More robust databases

konsou · September 28, 2021, 6:59pm

Database corruption seems to be very common:

Clearly the current implementation is not too robust. Crash (or possibly even a reboot) can corrupt the databases and bring down a node, requiring manual repair.

I would suggest investing time and effort on making the database architecture more robust. This would both lessen the support burden here on forums and keep more nodes online.

littleskunk · September 28, 2021, 8:21pm

Which database architecture do you have in mind? I am not aware of any database architecture that would survie data corruption.

Have we ruled out that the operators configured their system wrong? I would recommend a file system with journaling and disable hard drive write cache. That way the database doesn’t get corrupted in the first place.

Toyoo · September 28, 2021, 8:23pm

Yeah, I agree. Node operators who cannot provide even a basic level of storage-level reliability should be wed out from the network.

More data for us, the people who are capable of using the forum search tool.

konsou · September 28, 2021, 9:23pm

I’m no database expert so I unfortunately don’t have an answer for that. All I know is that database corruption seems to be a very recurring problem. I’ve had it on my nodes at least twice.

If those are the recommendations they should be in the node setup docs. I just skimmed it all and didn’t find any mention about journaling (well, I guess basically every modern filesystem does that) or disabling hard drive write cache.

It feels unfair to claim that SNOs have “configured their system wrong” if they aren’t given the information about the right configuration in the official docs.

My main point is: lots of people have problems with database corruption. Something should be done to fix this.

deathlessdd · September 29, 2021, 1:09am

I just recently had an error on my oldest node around 30months old now had its very first error “this is not a database”
So what anyone does it I transferred all my database files to windows and repaired them Firstly I tested to see which database was bad on the node itself, Was just easier to repair on windows. This has never happened to my nodes and I cannot explain why it happened but it did. It was working great then I ran a few scripts to check to see how my node is doing which is something I do every single month. I run the successful script to see how well my node has performed for that month to keep track. The issue has never happened before so I cannot explain why it happened.
If I wasnt experienced this would of been much more annoying to fix my node and get back running, But you can pretty much delete every single database file and restart your node to get it back running again.

So on that note it can happen for anyone for unknown reasons. cause this node is on a UPS and has been running for 89days before this happened to me.

Alexey · September 30, 2021, 5:39am

Please check configuration for your disk - the write cache should be disabled.
It’s enabled on Windows by default

You should disable it:

In most cases it’s not necessary, however, Windows has a very aggressive update policy and can restart in any time. Sometimes it could corrupt databases when they are used.

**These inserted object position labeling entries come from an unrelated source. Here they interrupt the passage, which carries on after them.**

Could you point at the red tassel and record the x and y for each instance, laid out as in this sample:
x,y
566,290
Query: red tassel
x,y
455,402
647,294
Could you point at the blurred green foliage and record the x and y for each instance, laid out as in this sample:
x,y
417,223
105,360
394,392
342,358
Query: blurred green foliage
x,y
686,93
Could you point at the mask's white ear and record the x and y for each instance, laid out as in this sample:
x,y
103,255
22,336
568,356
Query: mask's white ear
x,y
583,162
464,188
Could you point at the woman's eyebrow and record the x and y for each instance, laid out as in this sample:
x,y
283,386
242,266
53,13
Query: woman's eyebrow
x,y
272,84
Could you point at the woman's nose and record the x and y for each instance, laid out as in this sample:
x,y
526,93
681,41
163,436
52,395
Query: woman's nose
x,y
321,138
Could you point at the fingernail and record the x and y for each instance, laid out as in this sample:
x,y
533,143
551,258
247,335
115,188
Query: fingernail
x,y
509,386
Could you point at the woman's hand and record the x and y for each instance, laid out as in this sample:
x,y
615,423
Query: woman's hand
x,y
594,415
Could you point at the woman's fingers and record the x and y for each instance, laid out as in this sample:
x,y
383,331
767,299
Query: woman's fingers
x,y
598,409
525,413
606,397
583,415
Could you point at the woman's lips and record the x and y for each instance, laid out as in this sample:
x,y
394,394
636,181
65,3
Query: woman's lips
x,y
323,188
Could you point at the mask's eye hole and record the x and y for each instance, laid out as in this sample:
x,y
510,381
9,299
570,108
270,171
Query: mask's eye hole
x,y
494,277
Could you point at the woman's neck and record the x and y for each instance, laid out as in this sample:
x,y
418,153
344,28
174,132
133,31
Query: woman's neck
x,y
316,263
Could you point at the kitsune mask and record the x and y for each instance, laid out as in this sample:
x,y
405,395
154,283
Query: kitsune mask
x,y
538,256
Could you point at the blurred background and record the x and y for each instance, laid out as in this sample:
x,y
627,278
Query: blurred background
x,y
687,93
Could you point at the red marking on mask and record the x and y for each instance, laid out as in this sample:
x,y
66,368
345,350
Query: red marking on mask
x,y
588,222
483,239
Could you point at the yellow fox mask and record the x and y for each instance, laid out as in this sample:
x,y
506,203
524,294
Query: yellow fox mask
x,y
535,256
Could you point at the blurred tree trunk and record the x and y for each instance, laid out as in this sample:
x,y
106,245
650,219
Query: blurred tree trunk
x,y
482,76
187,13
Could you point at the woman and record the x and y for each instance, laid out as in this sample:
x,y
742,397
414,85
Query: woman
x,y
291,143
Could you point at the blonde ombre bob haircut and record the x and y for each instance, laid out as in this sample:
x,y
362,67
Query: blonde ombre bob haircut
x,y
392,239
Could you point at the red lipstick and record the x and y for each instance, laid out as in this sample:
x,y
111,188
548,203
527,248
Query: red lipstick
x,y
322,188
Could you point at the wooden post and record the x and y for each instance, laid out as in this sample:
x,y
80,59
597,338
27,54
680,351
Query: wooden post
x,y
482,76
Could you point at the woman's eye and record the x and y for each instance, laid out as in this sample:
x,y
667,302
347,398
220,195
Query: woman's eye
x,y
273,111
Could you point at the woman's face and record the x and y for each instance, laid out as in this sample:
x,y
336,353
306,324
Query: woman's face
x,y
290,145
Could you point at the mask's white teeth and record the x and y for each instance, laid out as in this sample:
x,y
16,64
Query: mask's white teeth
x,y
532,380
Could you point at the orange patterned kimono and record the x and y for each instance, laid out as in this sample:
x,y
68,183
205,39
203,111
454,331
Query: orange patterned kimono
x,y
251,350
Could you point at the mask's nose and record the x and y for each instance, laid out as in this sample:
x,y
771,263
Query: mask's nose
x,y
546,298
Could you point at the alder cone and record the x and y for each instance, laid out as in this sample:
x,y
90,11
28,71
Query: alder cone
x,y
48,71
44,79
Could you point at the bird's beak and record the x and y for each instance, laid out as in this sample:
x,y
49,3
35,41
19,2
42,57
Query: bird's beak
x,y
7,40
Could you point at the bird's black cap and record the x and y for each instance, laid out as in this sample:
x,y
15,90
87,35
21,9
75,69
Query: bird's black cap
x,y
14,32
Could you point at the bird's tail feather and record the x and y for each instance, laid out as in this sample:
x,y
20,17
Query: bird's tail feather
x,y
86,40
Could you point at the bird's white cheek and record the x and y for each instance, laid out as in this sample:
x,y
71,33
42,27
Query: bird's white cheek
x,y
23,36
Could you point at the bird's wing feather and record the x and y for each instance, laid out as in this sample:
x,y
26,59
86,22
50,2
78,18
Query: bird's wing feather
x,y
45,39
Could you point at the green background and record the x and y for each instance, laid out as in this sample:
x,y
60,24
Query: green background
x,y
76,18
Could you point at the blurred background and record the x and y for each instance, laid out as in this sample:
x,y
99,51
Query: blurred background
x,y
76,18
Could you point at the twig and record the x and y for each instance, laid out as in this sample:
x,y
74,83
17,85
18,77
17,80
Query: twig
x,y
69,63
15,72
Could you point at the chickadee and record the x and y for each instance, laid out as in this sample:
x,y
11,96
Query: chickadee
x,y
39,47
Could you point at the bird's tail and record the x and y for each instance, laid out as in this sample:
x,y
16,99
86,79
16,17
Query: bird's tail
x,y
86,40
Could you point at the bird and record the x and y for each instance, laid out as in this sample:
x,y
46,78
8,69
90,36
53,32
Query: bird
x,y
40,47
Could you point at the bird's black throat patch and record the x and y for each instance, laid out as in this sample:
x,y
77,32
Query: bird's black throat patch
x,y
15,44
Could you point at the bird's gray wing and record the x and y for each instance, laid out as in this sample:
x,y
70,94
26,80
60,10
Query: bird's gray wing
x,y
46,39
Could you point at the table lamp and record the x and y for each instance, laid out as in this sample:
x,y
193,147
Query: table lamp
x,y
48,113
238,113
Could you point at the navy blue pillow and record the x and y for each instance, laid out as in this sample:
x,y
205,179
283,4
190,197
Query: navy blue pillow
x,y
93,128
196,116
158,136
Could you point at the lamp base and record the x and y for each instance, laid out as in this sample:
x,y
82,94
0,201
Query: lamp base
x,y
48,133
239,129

Pentium100 · September 30, 2021, 8:16am

While only backups would help in case the hard drive corrupted its data, some databases are less prone to data corruption after, say, an unexpected reboot. For example, InnoDB is much better for this than MyISAM. I do not know how it is with SQLite or the way the node uses SQLite, but it appears to be a high number of corrupted node databases, but, after repairing the databases, the nodes do not fail audits, so it looks like just the database somehow got corrupted.

littleskunk · September 30, 2021, 9:42am

There are a few ways to cause data corruption on SQLite database. Unexpected reboots are not the root cause. SQLite would still leave its database in a valid state. Most issues are located in the system the database is running on. Using the wrong filesystem can have a huge impact. Even some hard drives lie when it comes to SYNC requests and return success while the data was not written on the disk yet. I am not aware that there is a database that would run without corruption on the worst possible setup.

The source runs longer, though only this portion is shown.